Undang-Undang IKN telah di Sah kan, Semakin Menguatkan Penjajahan


author photo

20 Jan 2022 - 11.10 WIB


_Oleh : Novita Ekawati_ 

Uji publik Rancangan Undang-Undang Ibu Kota Negara (RUU IKN) pada Selasa, 11 Januari 2022, di Universitas Mulawarman, disebut kurang memadai. Hal tersebut dikarenakan uji publik berjalan dalam waktu yang sempit, hanya satu jam dan banyak substansi penting yang belum diatur dalam RUU. 

Sejumlah akademisi dari Fakultas Hukum Universitas Mulawarman melayangkan penolakan terhadap pembahasan Rancangan Undang Undang (RUU) Ibu Kota Negara Baru (IKN). Sikap akademisi Fakultas Hukum Unmul tersebut menjadi satu dari empat pernyataan sikap yang disampaikan usai Konsultasi publik RUU IKN. (https://kaltimkece.id ) 

Penolakan ini diantaranya didasari karena kewenangan dan hubungan Badan Otorita IKN yang besar dibandingkan pemerintah daerah di Kaltim. Selain itu, tujuan pemindahan IKN pun dikhawatirkan bergeser dari pemerataan pembangunan menjadi pencaplokan wilayah. 

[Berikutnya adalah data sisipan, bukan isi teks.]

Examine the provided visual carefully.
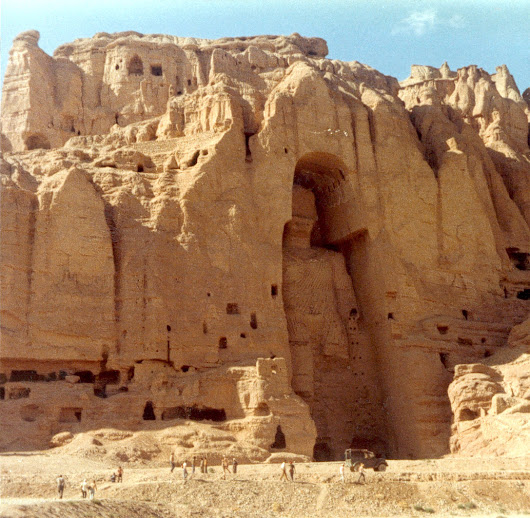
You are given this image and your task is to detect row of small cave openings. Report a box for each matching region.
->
[121,54,197,95]
[0,366,129,400]
[198,284,278,349]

Akademisi Fakultas Hukum Unmul juga merasa khawatir akan penetapan ini yang hanya dilakukan berdasarkan Perpres. Akademisi Hukum Unmul menilai rencana induk IKN terlalu memberikan proporsi berlebihan kepada pemerintah atau pihak eksekutif tanpa mendapat kontrol dan pertimbangan dari legislatif sebagai bagian dari masyarakat. 

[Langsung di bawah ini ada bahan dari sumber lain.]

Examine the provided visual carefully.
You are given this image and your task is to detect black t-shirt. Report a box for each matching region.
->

Meski mendapatkan penolakan dari berbagai pihak dan akademisi proyek pemindahan IKN tetap dikebut dan terburu-buru. DPR RI pun akhirnya tetap menyetujui dan mengesahkan RUU IKN menjadi UU pada tanggal 18 Januari 2022. Sehingga dengan UU ini proses pemindahan ibu kota dari Jakarta ke Kalimantan Timur (Kaltim) bisa segera dilaksanakan. 

*Penguasa dalam Kendali para Kapitalis* 

Pemerintah yang ngotot dengan proyek ini di tengah kontradiksi pihak yang kontra, pemerintah seakan tidak peduli dan proyek tetap berlanjut. Ada beberapa alasan pemindahan IKN ini diduga sebagai proyek ambisius pemerintah. Di antaranya, proyek ini menelan biaya yang tidak sedikit di tengah kondisi keuangan APBN negeri ini yang jauh dari kata cukup. Sehingga menjadi peluang bisnis bagi para kapitalis. Peluang mengajak pihak lain, baik pihak swasta lokal terutama asing untuk menginvestasikan dananya dalam proyek IKN semakin terbuka lebar. 

Dibukanya pintu investasi asing pun menjadi sangat berbahaya dikarenakan peluang privatisasi, kapitalisasi, dan liberalisasi dari para oligarki kapitalis akan semakin kuat di negeri ini. Beban utang negara juga terus bertambah. 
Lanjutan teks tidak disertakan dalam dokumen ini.